Walter Lowrie on Early Church Bishops

In Walter Lowrie’s “interpretation” of Rudolph Sohm, a very convincing case is made that the “bishop” in the early church was a local church, a congregational, minister whose primary job was to preside over the Eucharist, which was a communal feast.  He writes:

Both Gentile and Jewish usage required a president at the feast, and this was particularly the case with regard to Passover, from which the Eucharistic feast was derived.  In the Eucharist there were two functions especially that fell to the part of the president: namely, the breaking of the bread, and the thanksgiving prayer.

~The Church and Its Organization in Primitive and Catholic Times, p 268

He adds that this bishop was selected on the basis of a personal leadership charismata.  The office was necessary for order, and there was naturally a leader who best fulfilled the office.  In the absence of such a person, however, a layman could step up and fulfill the role.  Lowrie quotes Tertullian, saying:

Are not also we laity priests?  …When there are no clergy thou makest the offering and baptizest and art priest for thyself alone.  When three are present, there is the Church, although they be laymen.

~De exhort. cast. c. 7.

To dismiss ideas that this is simply an aspect of Tertullian’s sectarianism, Lowrie adds:

Tertullian does not contend for this principle, he merely assumes it as a premise for his argument: therein lies the proof that it was not an individual opinion of his own, nor a distinctive tenet of Montanism, but a commonly accepted position, a primitive tradition which had not yet been successfully impugned.

~Lowrie, p 269

Lowrie gives extensive treatment to Ignatius, showing that this view of the bishop, that of congregational Eucharistic president, is precisely what is meant and that this is something qualitatively different from the later metropolitan system of bishops as heads of a larger jurisdiction.  Lowrie writes:

We have seen, however, that the single bishop and the whole organization of which he was the head is explained by the nature of the Eucharistic assembly… For Ignatius, the single bishop is the correlative of a single Eucharistic assembly, and he avails himself of the unity of organization which actually existed to press the plea for unity of worship.  This is his great remedy for schism.  He urges this point in all his epistles– except in that to the Romans.  In Ephs. c. 20 he says: “Assemble yourselves together in common, … to the end that ye may obey the bishop and the presbytery without distraction of mind; breaking one bread,” etc.
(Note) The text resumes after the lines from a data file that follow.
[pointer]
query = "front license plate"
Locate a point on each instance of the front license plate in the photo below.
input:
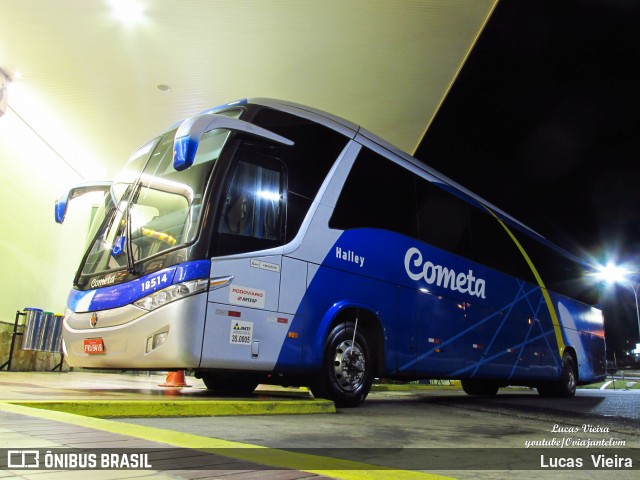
(93, 346)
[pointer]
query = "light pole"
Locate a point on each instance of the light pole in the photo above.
(611, 273)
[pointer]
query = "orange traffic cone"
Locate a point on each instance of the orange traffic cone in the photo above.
(175, 379)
Ib. c. 5: “If any one be not within the precinct of the altar, he lacketh the bread of God.  For if the prayer of one and another hath so great force, how much more that of the bishop and of the whole Church…

…Let that be held a valid Eucharist which is under the bishop or one to whom he shall have committed it.  Wheresoever the bishop shall appear, there let the people be; even as wherever Jesus is, there is the catholic Church.  It is not lawful apart from the bishop either to baptize or to hold an agape.

~ p 295

That last quote of Ignatius presses the point home: the bishop was a congregational minister.  The activities of the church were to be done in his presence, just as the Church acts in the presence of Jesus, because the bishop was regularly present at the local church.  He was to be there for every baptism or agape, except in those cases when he appoints a representative.

When the episcopacy shifted to a metropolitan administrative office, the exception became the norm, and the bishop had to appoint permanent “representatives.”  But in so doing, the presbyters effectively became Ignatian bishops, though without the name and, in a fateful shift in doctrine, without the authority.